DAML notes

7. Model selection and evaluation


# RUN THIS CELL FIRST

# Imports
import numpy as np
import matplotlib.pyplot as plt
from matplotlib.colors import ListedColormap

# Sklearn imports
from sklearn.datasets import make_moons, make_blobs, load_iris, make_classification
from sklearn.preprocessing import MaxAbsScaler, StandardScaler
from sklearn.neighbors import KNeighborsClassifier
from sklearn.inspection import DecisionBoundaryDisplay
from sklearn.discriminant_analysis import (
    QuadraticDiscriminantAnalysis,
    LinearDiscriminantAnalysis,
)
from sklearn.model_selection import train_test_split, cross_validate, GridSearchCV
from sklearn.linear_model import LogisticRegression
from sklearn.metrics import RocCurveDisplay

# This makes matplotlib output nice figures without much tweaking
plt.rcParams.update(
    {
        "lines.markersize": 10,  # Big points
        "font.size": 15,  # Larger font
        "xtick.major.size": 5.0,  # Bigger xticks
        "ytick.major.size": 5.0,  # Bigger yticks
    }
)

Before we go onto the main theme of the week (model selection and evaluation as it would happen) we’re going to do a tour of some other models for classification. These are models that didn’t quite make the cut on the course syllabus, but are relevant and worth being aware of.

7.1 \(k\)-nearest neighbours (\(k\)-NN)

This is a very simple non-parametric model for classification (we’ll look at non-parametric models in more detail in the next two weeks).

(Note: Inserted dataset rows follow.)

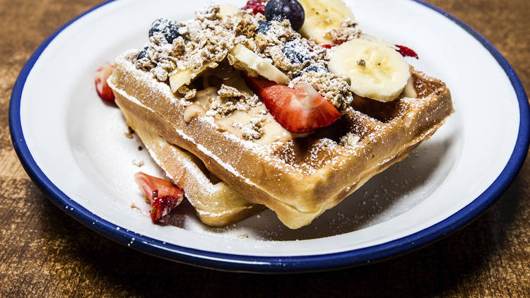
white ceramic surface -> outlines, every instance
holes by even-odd
[[[513,88],[481,43],[441,14],[408,0],[347,2],[366,33],[418,53],[419,61],[408,61],[447,83],[456,113],[406,160],[307,227],[289,230],[264,211],[212,229],[186,205],[174,216],[182,227],[151,222],[133,174],[162,173],[145,150],[139,151],[136,138],[124,137],[119,111],[98,98],[94,71],[122,52],[143,47],[155,18],[189,18],[206,1],[116,1],[62,31],[42,53],[22,93],[21,125],[31,155],[54,184],[94,214],[122,229],[204,251],[329,254],[383,244],[440,222],[484,191],[510,158],[519,124]],[[145,165],[139,168],[133,160]]]

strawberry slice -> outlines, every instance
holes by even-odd
[[[341,113],[309,84],[294,88],[244,75],[245,81],[263,101],[274,119],[293,133],[307,133],[334,124]]]
[[[94,76],[95,90],[98,91],[98,95],[100,95],[102,100],[111,102],[114,102],[114,93],[112,93],[112,90],[109,87],[109,84],[107,83],[107,79],[112,73],[113,68],[114,66],[112,64],[107,62],[95,71],[95,76]]]
[[[151,202],[151,220],[157,223],[177,207],[184,198],[184,191],[171,182],[139,172],[134,180]]]
[[[247,2],[247,5],[243,7],[243,10],[252,9],[252,13],[258,14],[261,13],[265,15],[265,1],[262,0],[250,0]]]
[[[320,44],[320,47],[325,47],[326,49],[331,49],[338,45],[338,44]]]
[[[414,52],[413,49],[405,47],[404,45],[399,45],[396,44],[396,47],[397,47],[399,49],[397,50],[397,52],[401,54],[404,57],[413,57],[416,58],[417,59],[420,59],[420,57],[418,56],[418,54],[416,54],[416,52]]]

\(k\)-NN has a single hyperparameter \(k\). Given a training set of \(N\) data point-target pairs \(\{(\mathbf{x}^{(n)}, y^{(n)})\}_{n=1}^{N}\), a new point can be classified by

  1. Computing the distance between the new point and every training point
  2. Identifying the \(k\) training points with the lowest distance to the new point
  3. Taking the mode class label of these \(k\) nearest points

The code below creates a two-class training set, and then displays the decision boundary of a \(k\)-NN classifier for different values of \(k\).

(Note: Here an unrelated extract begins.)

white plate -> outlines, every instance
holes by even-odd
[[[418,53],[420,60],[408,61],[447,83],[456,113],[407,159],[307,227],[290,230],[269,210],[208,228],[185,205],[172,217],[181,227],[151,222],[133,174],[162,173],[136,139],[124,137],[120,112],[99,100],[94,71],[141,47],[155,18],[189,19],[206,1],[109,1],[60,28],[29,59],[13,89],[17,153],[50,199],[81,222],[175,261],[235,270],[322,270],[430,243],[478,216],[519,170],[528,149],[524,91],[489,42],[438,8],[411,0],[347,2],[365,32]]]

X, y = make_moons(n_samples=20, noise=0.1, random_state=42)

fig, axes = plt.subplots(1,3,figsize=[24,8])

k=5

for i,k in enumerate([1,3,5]):
    axes[i].scatter(X[y==0,0],X[y==0,1],color='b',edgecolor='k')
    axes[i].scatter(X[y==1,0],X[y==1,1],color='r',marker='s',edgecolor='k')

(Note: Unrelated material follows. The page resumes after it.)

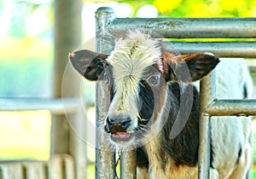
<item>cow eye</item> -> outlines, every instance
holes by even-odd
[[[106,84],[109,84],[109,82],[110,82],[110,78],[108,73],[104,74],[104,81]]]
[[[150,84],[157,84],[159,80],[160,77],[158,75],[153,75],[148,78],[148,83]]]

    axes[i].set_xlabel('$x_1$')
    axes[i].set_ylabel('$x_2$')
    plt.legend(['class 0','class 1'], loc='best')
    axes[i].set_xticks([])
    axes[i].set_yticks([])
    axes[i].set_xlim([-1.5,3])
    axes[i].set_ylim([-1.5,2])

    model = KNeighborsClassifier(n_neighbors=k).fit(X,y)
    colours = ['b','r']
    axes[i].set_title(f'k-NN with $k={k}$')
    disp = DecisionBoundaryDisplay.from_estimator(
        model,
        X,
        response_method="predict",
        alpha=0.3,
        grid_resolution=100,
        cmap=ListedColormap(colours),
        ax=axes[i],
    )

\(k\)-NN naturally extends to multiclass problems.

7.2 Generative models [Optional]

While you may be expected to use these at a high level in Sklearn, you do not need to understand their inner-workings as part of any assessment.

A logistic regression classifier is known as a discriminative model. It gives us \(p(y=k | \mathbf{x})\) for some class \(k\) through the log-odds/logits, and only lets us discriminate between classes.

Generative models on the other hand give us \(p(\mathbf{x},y=k)\). This lets us perform classification by obtaining \(p(y=k | \mathbf{x})\) through Bayes rule, as well as letting us generate new data points for each class by sampling from \(p(\mathbf{x} | y=k)\).

Typically, discriminative classifiers are seen as being more accurate (see Murphy 9.4.1) but it is worth knowing about both.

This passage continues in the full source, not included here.